The Chicks showed tenacity, however. Hours before the June 10th game, catcher Dorothy “Mickey” Maguire received notice that her husband had died in combat. She caught that night anyway, and even held off telling her teammates until after the game. Seven weeks later, Maguire received two letters, both from her husband. It turned out he’d only been mistaken for dead because he’d been burned so bad. He was shipped home after the season, but the couple divorced seven years later.
By August, the Chicks began dominating opponents, often by dint of their speed and pitching strength. As the 10-time league leader in stolen bases, Carey quickly taught the art of legalized larceny. “Max taught us how to cherry-pick our times to hit and run, steal or take a pitch,” remembered Eisen, the explosive left fielder from California.

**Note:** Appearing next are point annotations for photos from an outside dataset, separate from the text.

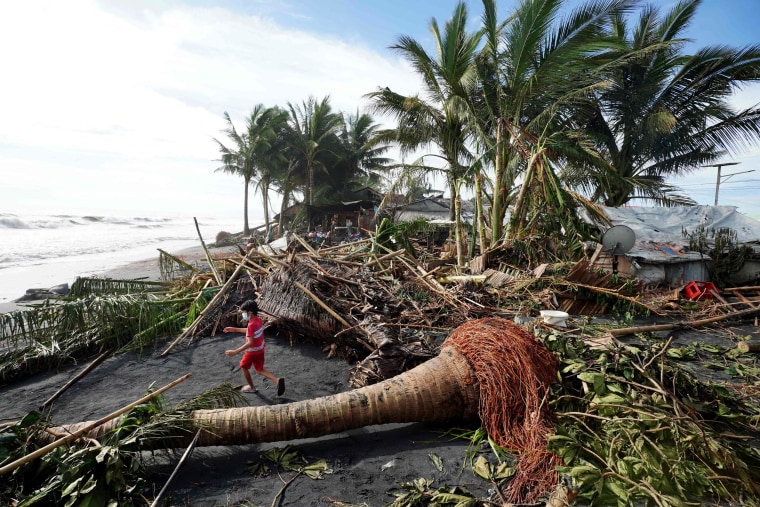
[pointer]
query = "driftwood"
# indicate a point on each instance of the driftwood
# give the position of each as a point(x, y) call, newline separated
point(76, 378)
point(188, 451)
point(78, 433)
point(212, 304)
point(749, 346)
point(217, 275)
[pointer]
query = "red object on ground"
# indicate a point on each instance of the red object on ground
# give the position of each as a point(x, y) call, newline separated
point(698, 290)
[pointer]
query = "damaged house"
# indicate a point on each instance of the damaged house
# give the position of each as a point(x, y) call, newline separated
point(675, 246)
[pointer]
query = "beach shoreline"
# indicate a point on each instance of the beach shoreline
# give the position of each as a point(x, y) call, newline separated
point(365, 464)
point(143, 269)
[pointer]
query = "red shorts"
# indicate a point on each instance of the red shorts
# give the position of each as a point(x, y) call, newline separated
point(255, 359)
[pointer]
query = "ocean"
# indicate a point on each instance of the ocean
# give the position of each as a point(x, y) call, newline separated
point(42, 251)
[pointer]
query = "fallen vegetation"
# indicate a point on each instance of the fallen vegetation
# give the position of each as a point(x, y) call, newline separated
point(634, 418)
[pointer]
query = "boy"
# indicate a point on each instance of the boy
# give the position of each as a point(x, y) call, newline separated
point(254, 348)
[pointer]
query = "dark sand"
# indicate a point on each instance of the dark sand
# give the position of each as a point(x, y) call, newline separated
point(366, 463)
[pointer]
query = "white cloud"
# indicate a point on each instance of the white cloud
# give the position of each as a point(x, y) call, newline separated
point(117, 108)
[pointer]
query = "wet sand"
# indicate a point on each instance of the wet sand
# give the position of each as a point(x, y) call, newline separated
point(366, 463)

And the pitching of 5-foot-10-inch Wisniewski, later nicknamed “Iron Woman,” was practically enough to win games on its own. “One or two runs was enough for her. If it was a must-win game, Connie pitched,” says Viola “Tommy” Thompson, the Chicks’ left-handed starting pitcher from South Carolina.
As management tried to stem the team’s financial losses—even bringing in the Milwaukee Sinfonietta as a musical pre-game draw—the team kept winning. An 11-game streak in August propelled the team to the championship series. But true to form, the Chicks’ luck faced a complication. Because the Brewers needed Borchert Field, all seven games were played in Kenosha, which the Chicks actually found more inviting than their own park.
Wisniewski felt especially at home, pitching an amazing five out of seven games and winning all four Chicks’ victories. She yielded a miniscule two earned runs in 35 innings. “I pitched with my whole body, not just my arm,” she says.
Just after the post-series corks were popped, however, the league moved the Chicks to Grand Rapids for the 1945 season, where they stayed until the league’s demise in 1954. No one remembers anyone—not even Milwaukeean Sylvia Wronski—feeling homesick afterward for the town that all but ignored one of its few championship teams.